An entry in the new edition of Who’s Who isn’t quite like a knighthood — you can’t buy one, for a start — but it is nevertheless a distinction. It’s also a useful indicator of trends. Business leaders appearing in the big red book for the first time this year illustrate the march of international corporate life: a big hello to Olli-Pekka Kallasvuo of Nokia, the Finnish mobile-phone giant, and Pierre-Henri Gourgeon of Air France-KLM. But the names that particularly caught my eye are Britons who have expanded the horizons of consumer technology. Much has already been written about Jonathan Ive, the Chingford-born designer at Apple Computer in California who led the team that created the iPod — a work of genius for the elegance of the ‘scroll-wheel’ which drives it, replacing the awkward little buttons on earlier generations of hand-held gadgets. Ive studied industrial design at Newcastle Poly, now Northumbria University — a fact which will prompt many educationists, for the umpteenth time, to lament that polytechnics which taught useful skills were turned into the sort of universities which mostly do not.
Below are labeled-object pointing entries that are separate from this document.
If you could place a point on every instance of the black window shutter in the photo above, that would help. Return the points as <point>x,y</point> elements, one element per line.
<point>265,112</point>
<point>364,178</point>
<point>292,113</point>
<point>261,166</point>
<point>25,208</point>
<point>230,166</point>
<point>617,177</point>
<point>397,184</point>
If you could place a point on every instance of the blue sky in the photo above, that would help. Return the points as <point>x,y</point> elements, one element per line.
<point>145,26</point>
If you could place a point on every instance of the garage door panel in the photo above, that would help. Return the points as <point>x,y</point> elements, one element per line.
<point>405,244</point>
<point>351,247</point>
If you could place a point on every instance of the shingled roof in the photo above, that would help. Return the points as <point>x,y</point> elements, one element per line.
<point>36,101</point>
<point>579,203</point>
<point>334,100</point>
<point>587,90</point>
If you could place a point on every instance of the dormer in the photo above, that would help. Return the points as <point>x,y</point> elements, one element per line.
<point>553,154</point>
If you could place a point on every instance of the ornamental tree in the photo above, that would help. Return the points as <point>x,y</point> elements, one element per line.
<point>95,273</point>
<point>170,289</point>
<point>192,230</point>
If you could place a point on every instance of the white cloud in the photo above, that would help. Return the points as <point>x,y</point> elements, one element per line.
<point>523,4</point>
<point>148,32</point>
Much less famous than Ive are a pair of Who’s Who debutants who remind us that innovation is alive on this side of the Atlantic, despite the state of education. The brothers Ben and Jonathan Finn founded, in 1993, a company called Sibelius which creates musical notation software, allowing composers to write music on computers — and to collaborate via the internet on joint compositions. That may sound cacophonous, but from an old toy factory behind Finsbury Park station the Finns have set a global standard in a field which touches all of us just as much as the electronic devices that play the music. A multi-composer fanfare to them: knighthoods next, I hope.

Lenin Street revisited

Restacking a pile of old logs in my shed, I came across something extraordinary: not a dead rat or a murder clue, but the tattered business card of Vladimir V.